Mutation frequencies Whole genome sequencing has established the
mutation frequency for whole human genomes. The mutation frequency in the whole genome between generations for humans (parent to child) is about 70 new mutations per generation. An even lower level of variation was found comparing whole genome sequencing in blood cells for a pair of monozygotic (identical twins) 100-year-old centenarians. Only 8 somatic differences were found, though somatic variation occurring in less than 20% of blood cells would be undetected. In the specifically protein coding regions of the human genome, it is estimated that there are about 0.35 mutations that would change the protein sequence between parent/child generations (less than one mutated protein per generation). In cancer, mutation frequencies are much higher, due to
genome instability. This frequency can further depend on patient age, exposure to DNA damaging agents (such as UV-irradiation or components of tobacco smoke) and the activity/inactivity of DNA repair mechanisms. Furthermore, mutation frequency can vary between cancer types: in germline cells, mutation rates occur at approximately 0.023 mutations per megabase, but this number is much higher in breast cancer (1.18-1.66 somatic mutations per Mb), in lung cancer (17.7) or in melanomas (≈33). Since the haploid human genome consists of approximately 3,200 megabases, this translates into about 74 mutations (mostly in
noncoding regions) in germline DNA per generation, but 3,776-5,312 somatic mutations per haploid genome in breast cancer, 56,640 in lung cancer and 105,600 in melanomas. The distribution of somatic mutations across the human genome is very uneven, such that the gene-rich, early-replicating regions receive fewer mutations than gene-poor, late-replicating heterochromatin, likely due to differential DNA repair activity. In particular, the
histone modification H3K9me3 is associated with high, and
H3K36me3 with low mutation frequencies.
Genome-wide association studies In research, whole-genome sequencing can be used in a genome-wide association study (GWAS) – a project aiming to determine the genetic variant or variants associated with a disease or some other phenotype.
Diagnostic use In 2009,
Illumina released its first whole genome sequencers that were approved for clinical as opposed to research-only use and doctors at
academic medical centers began quietly using them to try to diagnose what was wrong with people whom standard approaches had failed to help. The first clinical example of application of this technology was in July 2009; and was an attempt to diagnose a child being treated at Milwaukee Children's Hospital who had early onset refractory IBD necessitating around 100 surgeries by the time he was three years old. His doctor, Allan Mayer, turned to Geneticist Dr. Howard Jacob at MCW to see if whole genome sequencing could be applied to determine the problem. Lead computational biologist Dr. Worthey, making use of software rapidly developed by a small team of software developers, was able to identify a rare mutation in the
XIAP that was causing the problems and this diagnosis altered the patients treatment, saving his life. By early 2010 Drs Jacob and Worthey, along with Dr. David Dimmock had stood up the first whole genome based genetics clinic and molecular diagnostic lab, routinely sequencing and analysing the genomes of patients with undiagnosed diseases. This diagnostic lab diagnose thousands of rare disease patients from around the world, continuing to this day. In 2010, a team from Stanford led by
Euan Ashley performed analysis of a full human genome, that of bioengineer Stephen Quake. In 2011, Ashley's team reported whole genome molecular autopsy and in 2011, extended the interpretation framework to a fully sequenced family, the West family, who were the first family to be sequenced on the Illumina platform. The price to sequence a genome at that time was $19,500USD, which was billed to the patient but usually paid for out of a research grant; one person at that time had applied for reimbursement from their insurance company.

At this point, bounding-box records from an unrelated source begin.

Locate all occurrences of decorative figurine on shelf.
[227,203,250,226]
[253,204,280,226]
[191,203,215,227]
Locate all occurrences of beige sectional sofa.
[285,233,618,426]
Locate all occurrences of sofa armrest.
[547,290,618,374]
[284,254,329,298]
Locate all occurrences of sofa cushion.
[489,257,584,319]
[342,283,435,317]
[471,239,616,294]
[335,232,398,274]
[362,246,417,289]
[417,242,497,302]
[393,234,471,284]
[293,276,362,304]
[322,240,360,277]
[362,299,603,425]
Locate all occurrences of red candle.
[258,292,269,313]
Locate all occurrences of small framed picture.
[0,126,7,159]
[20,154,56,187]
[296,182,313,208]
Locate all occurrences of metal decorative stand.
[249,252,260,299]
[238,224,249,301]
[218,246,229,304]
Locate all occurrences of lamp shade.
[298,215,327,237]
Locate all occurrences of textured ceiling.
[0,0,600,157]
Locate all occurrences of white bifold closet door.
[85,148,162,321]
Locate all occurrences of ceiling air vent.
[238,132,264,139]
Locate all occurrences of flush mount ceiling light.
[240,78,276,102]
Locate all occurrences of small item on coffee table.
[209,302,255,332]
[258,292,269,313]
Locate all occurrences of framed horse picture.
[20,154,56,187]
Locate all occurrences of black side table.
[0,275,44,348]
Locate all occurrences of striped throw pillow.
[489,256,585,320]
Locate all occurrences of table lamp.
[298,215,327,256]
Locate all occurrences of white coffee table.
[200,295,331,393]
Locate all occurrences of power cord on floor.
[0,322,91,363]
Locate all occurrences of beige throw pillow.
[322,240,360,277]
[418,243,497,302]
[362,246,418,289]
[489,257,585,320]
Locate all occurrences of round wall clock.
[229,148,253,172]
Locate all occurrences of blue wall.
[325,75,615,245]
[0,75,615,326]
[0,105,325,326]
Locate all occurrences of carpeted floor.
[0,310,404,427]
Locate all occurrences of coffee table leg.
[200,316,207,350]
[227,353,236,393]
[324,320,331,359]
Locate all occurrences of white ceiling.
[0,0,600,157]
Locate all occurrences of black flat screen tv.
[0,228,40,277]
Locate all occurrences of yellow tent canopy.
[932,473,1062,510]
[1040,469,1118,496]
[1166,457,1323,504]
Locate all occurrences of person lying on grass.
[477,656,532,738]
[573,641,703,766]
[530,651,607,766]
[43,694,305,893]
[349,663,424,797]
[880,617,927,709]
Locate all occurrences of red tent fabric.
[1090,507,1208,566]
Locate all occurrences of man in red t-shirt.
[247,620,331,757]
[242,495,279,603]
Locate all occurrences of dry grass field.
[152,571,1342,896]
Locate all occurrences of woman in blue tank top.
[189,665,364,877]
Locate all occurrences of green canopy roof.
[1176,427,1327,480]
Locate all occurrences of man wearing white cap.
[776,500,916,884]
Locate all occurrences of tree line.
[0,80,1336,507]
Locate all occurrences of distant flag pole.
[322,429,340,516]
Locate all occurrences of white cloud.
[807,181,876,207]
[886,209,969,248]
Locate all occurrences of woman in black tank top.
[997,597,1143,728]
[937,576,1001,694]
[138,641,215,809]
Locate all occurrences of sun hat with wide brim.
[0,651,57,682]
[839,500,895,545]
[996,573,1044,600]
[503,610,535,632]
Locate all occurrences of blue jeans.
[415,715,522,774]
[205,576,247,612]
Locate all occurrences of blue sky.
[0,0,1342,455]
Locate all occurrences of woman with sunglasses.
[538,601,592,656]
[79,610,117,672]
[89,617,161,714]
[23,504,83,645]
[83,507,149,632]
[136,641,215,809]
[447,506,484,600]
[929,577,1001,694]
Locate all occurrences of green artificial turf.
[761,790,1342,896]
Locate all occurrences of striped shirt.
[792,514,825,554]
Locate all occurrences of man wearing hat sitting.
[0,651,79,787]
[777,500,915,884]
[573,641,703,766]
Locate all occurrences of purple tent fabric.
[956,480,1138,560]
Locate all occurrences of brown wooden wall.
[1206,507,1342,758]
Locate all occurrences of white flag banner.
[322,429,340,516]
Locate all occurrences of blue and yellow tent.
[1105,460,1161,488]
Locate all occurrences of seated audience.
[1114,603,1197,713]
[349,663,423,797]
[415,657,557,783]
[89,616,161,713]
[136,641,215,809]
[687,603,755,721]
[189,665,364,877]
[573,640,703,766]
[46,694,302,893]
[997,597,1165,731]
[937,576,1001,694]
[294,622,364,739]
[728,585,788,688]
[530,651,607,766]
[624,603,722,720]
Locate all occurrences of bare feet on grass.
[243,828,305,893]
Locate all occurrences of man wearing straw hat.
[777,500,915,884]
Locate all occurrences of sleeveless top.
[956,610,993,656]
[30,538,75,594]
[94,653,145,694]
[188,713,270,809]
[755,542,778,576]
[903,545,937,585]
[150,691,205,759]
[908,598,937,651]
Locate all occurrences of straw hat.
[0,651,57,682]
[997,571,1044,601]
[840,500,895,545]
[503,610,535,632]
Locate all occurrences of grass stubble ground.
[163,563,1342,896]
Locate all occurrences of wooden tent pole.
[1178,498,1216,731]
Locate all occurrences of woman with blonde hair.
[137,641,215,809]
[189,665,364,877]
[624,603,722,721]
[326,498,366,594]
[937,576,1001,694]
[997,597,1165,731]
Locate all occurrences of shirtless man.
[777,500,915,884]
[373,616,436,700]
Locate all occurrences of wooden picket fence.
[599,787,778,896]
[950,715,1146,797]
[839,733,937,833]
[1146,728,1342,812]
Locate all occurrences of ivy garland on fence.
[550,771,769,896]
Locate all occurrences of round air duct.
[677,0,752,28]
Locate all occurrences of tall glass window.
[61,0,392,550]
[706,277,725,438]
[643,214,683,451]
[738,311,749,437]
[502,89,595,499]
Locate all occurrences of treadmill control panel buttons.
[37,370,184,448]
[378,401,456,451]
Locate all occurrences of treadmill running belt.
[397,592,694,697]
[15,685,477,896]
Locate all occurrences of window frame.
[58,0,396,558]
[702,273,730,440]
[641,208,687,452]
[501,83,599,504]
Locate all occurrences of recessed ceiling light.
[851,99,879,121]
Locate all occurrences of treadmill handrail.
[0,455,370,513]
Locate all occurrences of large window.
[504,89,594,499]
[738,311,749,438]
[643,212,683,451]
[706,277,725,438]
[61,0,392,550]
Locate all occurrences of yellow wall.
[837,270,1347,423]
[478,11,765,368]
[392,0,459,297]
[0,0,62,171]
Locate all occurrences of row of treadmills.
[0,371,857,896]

Quality assessment schemes,
health technology assessment and
guidelines have to be in place. The 3Gb-TEST consortium has identified the analysis and interpretation of sequence data as the most complicated step in the diagnostic process. At the Consortium meeting in Athens in September 2014, the Consortium coined the word
genotranslation for this crucial step. This step leads to a so-called
genoreport. Guidelines are needed to determine the required content of these reports. Genomes2People (G2P), an initiative of
Brigham and Women's Hospital and
Harvard Medical School was created in 2011 to examine the integration of genomic sequencing into clinical care of adults and children. G2P's director,
Robert C. Green, had previously led the REVEAL study — Risk EValuation and Education for Alzheimer's Disease – a series of clinical trials exploring patient reactions to the knowledge of their genetic risk for Alzheimer's. In 2018, researchers at
Rady Children's Hospital Institute for Genomic Medicine in
San Diego determined that rapid whole-genome sequencing (rWGS) could diagnose genetic disorders in time to change acute medical or surgical management (clinical utility) and improve outcomes in acutely ill infants. In a retrospective cohort study of acutely ill inpatient infants in a regional children's hospital from July 2016-March 2017, forty-two families received rWGS for etiologic diagnosis of genetic disorders. The diagnostic sensitivity of rWGS was 43% (eighteen of 42 infants) and 10% (four of 42 infants) for standard genetic tests (P = .0005). The rate of clinical utility of rWGS (31%, thirteen of 42 infants) was significantly greater than for standard genetic tests (2%, one of 42; P = .0015). Eleven (26%) infants with diagnostic rWGS avoided morbidity, one had a 43% reduction in likelihood of mortality, and one started palliative care. In six of the eleven infants, the changes in management reduced inpatient cost by $800,000-$2,000,000. The findings replicated a prior study of the clinical utility of rWGS in acutely ill inpatient infants, and demonstrated improved outcomes, net healthcare savings and consideration as a first tier test in this setting. A 2018 review of 36 publications found the cost for whole genome sequencing to range from $1,906USD to $24,810USD and have a wide variance in diagnostic yield from 17% to 73% depending on patient groups.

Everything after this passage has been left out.